O que a Comissão especial fez em 2011, foi juntar todos os PLs e fazer um só, ou seja, os apensos números: (PL 298/2007, PL 6033/2009, PL 6033/2009, PL 6035/2009, PL 6111/2009 (1), PL 6681/2009, PL 6129/2009, PL 6754/2010, PL 7056/2010 (1), PL 7095/2010, PL 7363/2010, PL 7401/2010, PL 486/2011, PL 658/2011, PL 1355/2011, PL 1399/2011, PL 1692/2011, PL 3644/2012, PL 3730/2012, PL 3664/2012), depois de analisados, se transformaram no Substitutivo PL nº. 7.495-A que está e discussão na Câmara dos Deputados.
Para finalizar nobres leitores, o que vejo é que esse documento do Ministério da Saúde caiu em mãos erradas e depois da divulgação que fiz, mexi com muita gente que costuma iludir os leigos.
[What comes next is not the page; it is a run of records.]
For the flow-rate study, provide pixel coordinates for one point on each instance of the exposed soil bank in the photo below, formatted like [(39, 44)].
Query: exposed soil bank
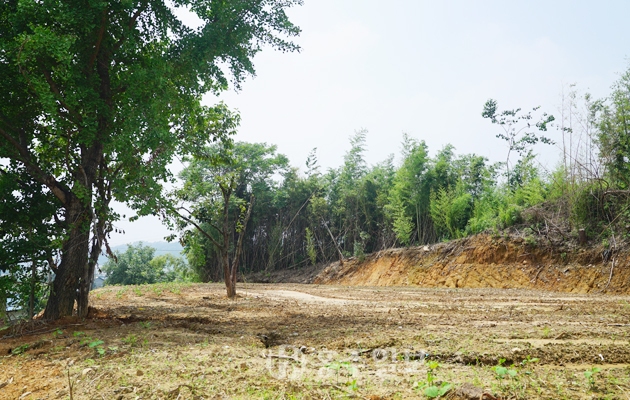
[(481, 261)]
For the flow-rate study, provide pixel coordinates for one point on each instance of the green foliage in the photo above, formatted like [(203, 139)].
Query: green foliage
[(94, 108), (310, 247), (613, 132), (591, 374), (137, 266), (519, 134)]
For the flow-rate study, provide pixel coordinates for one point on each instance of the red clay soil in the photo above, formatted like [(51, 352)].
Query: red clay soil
[(485, 261)]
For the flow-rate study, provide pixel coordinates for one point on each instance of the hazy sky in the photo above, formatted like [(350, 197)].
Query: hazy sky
[(421, 67)]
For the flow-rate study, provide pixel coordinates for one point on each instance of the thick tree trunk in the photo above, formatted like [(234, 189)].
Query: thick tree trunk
[(74, 262), (230, 285)]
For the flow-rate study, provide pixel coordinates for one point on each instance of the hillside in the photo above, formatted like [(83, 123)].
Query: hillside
[(480, 261), (161, 248)]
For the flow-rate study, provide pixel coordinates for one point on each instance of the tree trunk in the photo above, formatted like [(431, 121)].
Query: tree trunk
[(31, 296), (230, 286), (74, 260)]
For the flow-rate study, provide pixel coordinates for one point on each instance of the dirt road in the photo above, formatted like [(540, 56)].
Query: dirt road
[(307, 341)]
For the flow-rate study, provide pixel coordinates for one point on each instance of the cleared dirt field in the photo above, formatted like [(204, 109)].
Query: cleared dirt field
[(287, 341)]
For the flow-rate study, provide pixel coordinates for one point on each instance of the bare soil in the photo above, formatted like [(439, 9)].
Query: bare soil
[(486, 317), (322, 341)]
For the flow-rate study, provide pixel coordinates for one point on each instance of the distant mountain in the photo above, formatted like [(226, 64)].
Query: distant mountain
[(161, 248)]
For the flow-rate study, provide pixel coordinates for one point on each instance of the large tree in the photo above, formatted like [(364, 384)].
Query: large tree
[(96, 97), (216, 202)]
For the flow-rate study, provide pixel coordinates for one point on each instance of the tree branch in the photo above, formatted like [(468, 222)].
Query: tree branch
[(199, 228), (25, 158)]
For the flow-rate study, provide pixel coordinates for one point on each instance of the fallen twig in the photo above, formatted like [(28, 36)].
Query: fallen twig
[(612, 267), (540, 268)]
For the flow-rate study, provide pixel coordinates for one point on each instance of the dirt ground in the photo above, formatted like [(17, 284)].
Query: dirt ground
[(286, 341)]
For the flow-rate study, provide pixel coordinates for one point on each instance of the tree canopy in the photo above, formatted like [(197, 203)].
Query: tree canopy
[(97, 97)]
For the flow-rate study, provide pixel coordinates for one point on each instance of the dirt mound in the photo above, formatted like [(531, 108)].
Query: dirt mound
[(491, 262)]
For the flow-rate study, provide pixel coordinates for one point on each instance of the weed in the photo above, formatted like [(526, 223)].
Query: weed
[(546, 332), (502, 372), (131, 340), (120, 293), (338, 365), (97, 345), (20, 349), (590, 375), (430, 387)]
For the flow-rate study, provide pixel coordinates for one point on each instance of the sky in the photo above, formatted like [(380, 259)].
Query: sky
[(425, 68)]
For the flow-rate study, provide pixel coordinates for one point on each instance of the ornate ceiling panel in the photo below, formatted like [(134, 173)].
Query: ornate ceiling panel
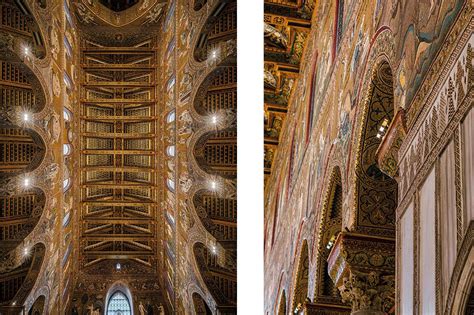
[(119, 154), (286, 27), (118, 5)]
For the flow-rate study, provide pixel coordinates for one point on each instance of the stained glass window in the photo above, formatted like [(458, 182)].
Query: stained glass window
[(119, 305)]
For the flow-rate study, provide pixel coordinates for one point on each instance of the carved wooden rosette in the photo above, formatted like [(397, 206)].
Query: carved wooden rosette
[(387, 153), (363, 268)]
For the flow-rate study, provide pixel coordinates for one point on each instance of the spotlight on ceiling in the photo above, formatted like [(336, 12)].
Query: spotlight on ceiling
[(26, 182), (213, 185), (214, 54), (26, 50)]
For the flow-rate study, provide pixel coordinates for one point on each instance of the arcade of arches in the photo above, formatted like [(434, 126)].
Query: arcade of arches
[(118, 157), (369, 205)]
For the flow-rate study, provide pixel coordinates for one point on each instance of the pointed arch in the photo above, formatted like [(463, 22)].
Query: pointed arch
[(121, 292), (376, 193), (19, 215), (330, 227), (20, 22), (219, 276)]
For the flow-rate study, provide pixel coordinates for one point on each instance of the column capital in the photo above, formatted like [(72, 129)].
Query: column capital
[(363, 269)]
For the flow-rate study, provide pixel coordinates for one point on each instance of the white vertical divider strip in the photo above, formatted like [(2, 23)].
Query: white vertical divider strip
[(428, 245), (407, 263), (448, 221), (468, 167), (250, 157)]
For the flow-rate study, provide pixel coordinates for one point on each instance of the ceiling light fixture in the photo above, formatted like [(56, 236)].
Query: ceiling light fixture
[(26, 50), (26, 182), (213, 185)]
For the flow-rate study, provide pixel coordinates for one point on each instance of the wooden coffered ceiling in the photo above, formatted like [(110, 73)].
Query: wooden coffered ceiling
[(119, 153), (287, 25)]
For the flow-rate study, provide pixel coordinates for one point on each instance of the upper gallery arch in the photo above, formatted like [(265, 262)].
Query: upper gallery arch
[(18, 20), (220, 27), (17, 284)]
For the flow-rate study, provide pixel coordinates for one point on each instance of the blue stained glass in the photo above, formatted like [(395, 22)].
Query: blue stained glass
[(119, 305)]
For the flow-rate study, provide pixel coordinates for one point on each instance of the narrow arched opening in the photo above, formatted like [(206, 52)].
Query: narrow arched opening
[(300, 294), (219, 272), (327, 295), (38, 306), (200, 306), (376, 192)]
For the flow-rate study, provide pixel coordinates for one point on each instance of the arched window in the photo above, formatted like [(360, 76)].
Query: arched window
[(119, 304), (67, 114), (66, 180)]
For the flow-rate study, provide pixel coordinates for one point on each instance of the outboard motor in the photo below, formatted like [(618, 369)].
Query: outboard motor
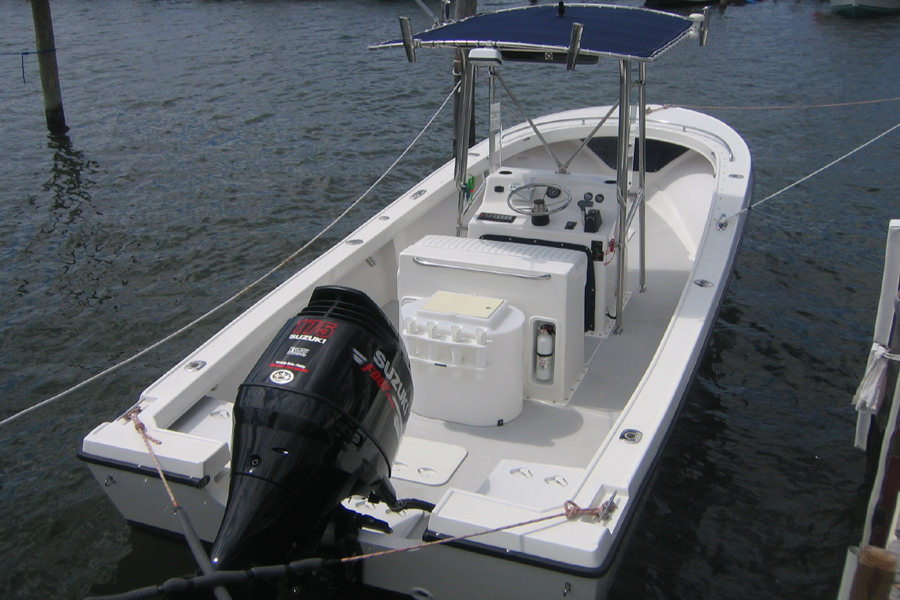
[(320, 417)]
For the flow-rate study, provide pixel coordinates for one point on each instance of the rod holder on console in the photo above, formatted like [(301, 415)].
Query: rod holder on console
[(406, 34), (574, 46)]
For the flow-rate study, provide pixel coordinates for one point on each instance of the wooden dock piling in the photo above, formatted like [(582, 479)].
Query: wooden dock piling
[(875, 574), (46, 51)]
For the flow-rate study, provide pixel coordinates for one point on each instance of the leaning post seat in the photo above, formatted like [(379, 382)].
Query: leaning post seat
[(502, 280)]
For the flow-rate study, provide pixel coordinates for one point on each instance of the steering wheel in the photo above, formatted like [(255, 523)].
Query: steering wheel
[(538, 199)]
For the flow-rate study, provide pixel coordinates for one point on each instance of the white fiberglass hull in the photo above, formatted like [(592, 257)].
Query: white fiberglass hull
[(592, 439)]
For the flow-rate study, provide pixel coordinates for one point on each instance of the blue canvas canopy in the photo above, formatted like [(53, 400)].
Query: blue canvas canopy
[(614, 31)]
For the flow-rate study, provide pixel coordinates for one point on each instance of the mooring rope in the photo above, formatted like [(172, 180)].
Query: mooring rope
[(352, 205), (246, 289), (187, 527), (786, 106), (570, 511), (814, 173)]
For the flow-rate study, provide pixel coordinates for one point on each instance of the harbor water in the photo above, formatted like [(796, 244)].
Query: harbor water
[(210, 140)]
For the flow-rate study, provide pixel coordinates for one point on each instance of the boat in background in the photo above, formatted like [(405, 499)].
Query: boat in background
[(490, 365), (865, 8), (872, 566)]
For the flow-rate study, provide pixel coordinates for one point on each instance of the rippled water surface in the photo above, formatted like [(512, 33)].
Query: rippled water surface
[(209, 140)]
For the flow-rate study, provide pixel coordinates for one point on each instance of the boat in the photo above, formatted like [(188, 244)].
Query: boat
[(478, 381), (870, 568), (865, 8)]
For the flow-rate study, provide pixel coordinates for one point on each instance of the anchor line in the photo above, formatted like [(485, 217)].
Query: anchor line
[(246, 289), (570, 511), (814, 173), (786, 106)]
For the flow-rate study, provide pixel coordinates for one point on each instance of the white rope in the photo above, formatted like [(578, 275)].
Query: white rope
[(817, 171), (246, 289)]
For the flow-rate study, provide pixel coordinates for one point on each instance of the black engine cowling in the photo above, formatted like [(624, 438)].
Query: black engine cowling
[(320, 417)]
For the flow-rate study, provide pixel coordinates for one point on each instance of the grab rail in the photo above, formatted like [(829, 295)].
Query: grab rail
[(428, 263)]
Quero agradecer a Eliseu pelo debate e por me fazer enxergar por outro ângulo o que nem ele próprio enxergou. Sobre a pessoa que lhe disse que falo de deputado(a), diga a ele(a) que não recebo esmolas de nenhum político, não pego dinheiro em gabinete em nome da Instituição sindical e me aproprio indebitamente e muito menos devo satisfação à meia dúzia de assessores, que só ficam bem informados através dos nossos blogs.
Atenção: Antes que digam que até os blogueiros estão brigando, quero esclarecer que não se trata de briga, são conflitos de opiniões de duas pessoas esclarecidas e que dão aula a certos assessores parlamentares que não tem o que fazer.